Tips to Get the Best HELOC Terms
- Shop multiple lenders: HELOC rates and fees vary significantly. Compare at least 3-5 offers from banks, credit unions, and online lenders to find the best margin over prime.
- Improve your credit score first: Borrowers with FICO scores above 740 typically qualify for the lowest HELOC margins, often prime + 0% to prime + 0.5%.
- Negotiate closing costs: Many lenders waive HELOC closing costs entirely. Ask about annual fees, early termination fees, and inactivity fees before signing.
- Consider a rate cap: Some HELOCs include lifetime rate caps (e.g., prime + 6%). This protects you if interest rates spike during the draw period.
- Plan for the payment shock: Calculate your fully amortizing repayment payment before drawing funds. Many borrowers are surprised when interest-only payments jump 50-80% at the end of the draw period.
- Only borrow what you need: A HELOC is secured by your home. Overborrowing puts your property at risk if you cannot make payments.

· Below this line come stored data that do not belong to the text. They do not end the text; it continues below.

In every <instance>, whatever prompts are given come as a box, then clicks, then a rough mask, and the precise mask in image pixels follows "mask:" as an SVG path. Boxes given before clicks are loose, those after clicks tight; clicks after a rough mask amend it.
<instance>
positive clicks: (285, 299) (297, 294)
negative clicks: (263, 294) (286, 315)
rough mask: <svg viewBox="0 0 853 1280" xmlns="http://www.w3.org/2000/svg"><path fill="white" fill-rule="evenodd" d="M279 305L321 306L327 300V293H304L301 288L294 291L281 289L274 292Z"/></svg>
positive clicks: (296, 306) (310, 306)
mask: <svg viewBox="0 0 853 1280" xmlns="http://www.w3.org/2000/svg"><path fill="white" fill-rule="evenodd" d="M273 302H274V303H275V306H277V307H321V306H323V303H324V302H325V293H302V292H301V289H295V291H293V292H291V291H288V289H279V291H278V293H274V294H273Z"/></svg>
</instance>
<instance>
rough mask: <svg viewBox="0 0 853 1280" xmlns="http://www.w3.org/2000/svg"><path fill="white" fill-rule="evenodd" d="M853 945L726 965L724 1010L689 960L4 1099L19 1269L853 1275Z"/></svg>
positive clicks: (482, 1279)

2026 HELOC Rate Environment
As of early 2026, the average HELOC rate in the United States ranges from 8.5% to 10.5%, according to Bankrate. The Federal Reserve held the federal funds rate steady through late 2025, keeping the prime rate at 8.5%. Most HELOC rates are calculated as prime plus a margin of 0% to 2%, depending on the borrower's creditworthiness and lender. Economists expect potential rate cuts in the second half of 2026, which would directly lower variable HELOC payments for existing borrowers.